I don't think we need to explicitly expose this API endpoint.
https://kubernetes.io/docs/reference/using-api/health-checks/
Fwiw it felt like this falls under liveness probes, and we might as well make the server k8s compatible
@aarnphm Thanks! I responded in the PR.
Hi I am trying to follow and test the sleep feature, and I think it can help to solve this requirement which is similar to your use cases as well.
When I tested, I also faced the issue that the engine crashed when sending a request to a sleep engine. (I would expect the request to be rejected and return the engine is sleeping.)
I think the /is_sleeping endpoint is good, but I think this can be refined further to have an /engine_status endpoint to know 1. engine status(sleep, running etc) and more, 2. what model is running in this engine, to get more information for orchestation.

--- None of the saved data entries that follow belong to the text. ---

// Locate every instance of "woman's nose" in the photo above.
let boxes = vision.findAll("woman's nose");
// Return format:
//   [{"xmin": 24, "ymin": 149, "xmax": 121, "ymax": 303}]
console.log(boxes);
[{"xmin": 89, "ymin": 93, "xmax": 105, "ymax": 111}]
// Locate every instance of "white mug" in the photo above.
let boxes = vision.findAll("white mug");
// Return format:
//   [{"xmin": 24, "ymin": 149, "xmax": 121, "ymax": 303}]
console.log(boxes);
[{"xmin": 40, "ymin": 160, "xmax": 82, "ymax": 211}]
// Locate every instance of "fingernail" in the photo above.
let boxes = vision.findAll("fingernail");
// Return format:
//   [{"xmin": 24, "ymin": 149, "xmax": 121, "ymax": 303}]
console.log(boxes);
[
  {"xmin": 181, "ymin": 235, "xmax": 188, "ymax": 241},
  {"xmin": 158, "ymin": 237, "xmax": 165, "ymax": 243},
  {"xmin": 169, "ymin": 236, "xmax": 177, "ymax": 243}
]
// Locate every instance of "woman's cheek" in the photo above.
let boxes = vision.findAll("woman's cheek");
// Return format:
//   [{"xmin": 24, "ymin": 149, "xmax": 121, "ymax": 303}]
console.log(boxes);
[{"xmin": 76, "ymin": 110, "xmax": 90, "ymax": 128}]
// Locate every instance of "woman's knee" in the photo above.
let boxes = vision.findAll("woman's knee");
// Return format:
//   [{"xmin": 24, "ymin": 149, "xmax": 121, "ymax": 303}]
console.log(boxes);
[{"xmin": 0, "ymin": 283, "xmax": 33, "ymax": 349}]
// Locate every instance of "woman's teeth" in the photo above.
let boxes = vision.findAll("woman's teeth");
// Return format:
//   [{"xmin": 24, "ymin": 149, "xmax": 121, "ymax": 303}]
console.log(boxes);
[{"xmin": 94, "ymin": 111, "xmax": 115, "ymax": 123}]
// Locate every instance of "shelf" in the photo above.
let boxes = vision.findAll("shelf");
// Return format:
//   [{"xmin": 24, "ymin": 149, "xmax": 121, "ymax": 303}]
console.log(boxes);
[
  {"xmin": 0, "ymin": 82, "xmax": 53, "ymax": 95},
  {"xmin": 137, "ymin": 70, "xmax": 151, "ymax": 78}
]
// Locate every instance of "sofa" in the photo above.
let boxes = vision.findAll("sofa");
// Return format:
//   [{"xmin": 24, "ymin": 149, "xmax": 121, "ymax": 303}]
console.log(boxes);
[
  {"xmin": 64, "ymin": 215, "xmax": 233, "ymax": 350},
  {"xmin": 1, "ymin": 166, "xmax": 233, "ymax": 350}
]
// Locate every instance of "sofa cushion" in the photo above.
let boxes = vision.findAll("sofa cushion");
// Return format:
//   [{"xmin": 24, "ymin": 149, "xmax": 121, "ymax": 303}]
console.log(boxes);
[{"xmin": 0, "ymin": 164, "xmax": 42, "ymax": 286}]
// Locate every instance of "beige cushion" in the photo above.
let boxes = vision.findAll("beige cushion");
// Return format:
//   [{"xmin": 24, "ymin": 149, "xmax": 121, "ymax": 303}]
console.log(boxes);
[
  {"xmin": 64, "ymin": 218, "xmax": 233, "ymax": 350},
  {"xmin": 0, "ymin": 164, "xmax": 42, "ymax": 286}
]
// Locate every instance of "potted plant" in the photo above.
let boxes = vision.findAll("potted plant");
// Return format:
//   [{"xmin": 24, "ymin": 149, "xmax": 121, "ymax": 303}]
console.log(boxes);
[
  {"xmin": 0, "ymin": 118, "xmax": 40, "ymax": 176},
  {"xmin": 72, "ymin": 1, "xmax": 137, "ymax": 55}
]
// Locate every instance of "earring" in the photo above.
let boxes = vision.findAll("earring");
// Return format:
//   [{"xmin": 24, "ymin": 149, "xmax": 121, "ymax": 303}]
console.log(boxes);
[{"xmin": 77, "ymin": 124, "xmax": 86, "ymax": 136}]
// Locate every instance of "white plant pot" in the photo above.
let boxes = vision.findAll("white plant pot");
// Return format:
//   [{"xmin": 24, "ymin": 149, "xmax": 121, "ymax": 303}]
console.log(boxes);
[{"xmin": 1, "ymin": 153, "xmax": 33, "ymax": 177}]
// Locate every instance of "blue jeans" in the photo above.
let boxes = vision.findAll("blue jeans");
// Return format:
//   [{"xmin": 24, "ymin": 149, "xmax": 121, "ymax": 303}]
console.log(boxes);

I would like to hear your views on this. @waltforme @youkaichao
Regarding the sleeping engine crash by sending a request, I completely agree. @njhill also talked about this here https://github.com/vllm-project/vllm/pull/14312#issuecomment-2721588578. I think the plumbing introduced by #14312 can be conveniently utilized to implement this little feature. So I gave it a try in my own fork here a couple of days ago, it seems to be working.
I can continue to finish this piece if we all like it.
Hi @waltforme, I think returning an error when the engine is sleeping will be helpful rather than crashing. I can help to create an issue if needed. Thanks.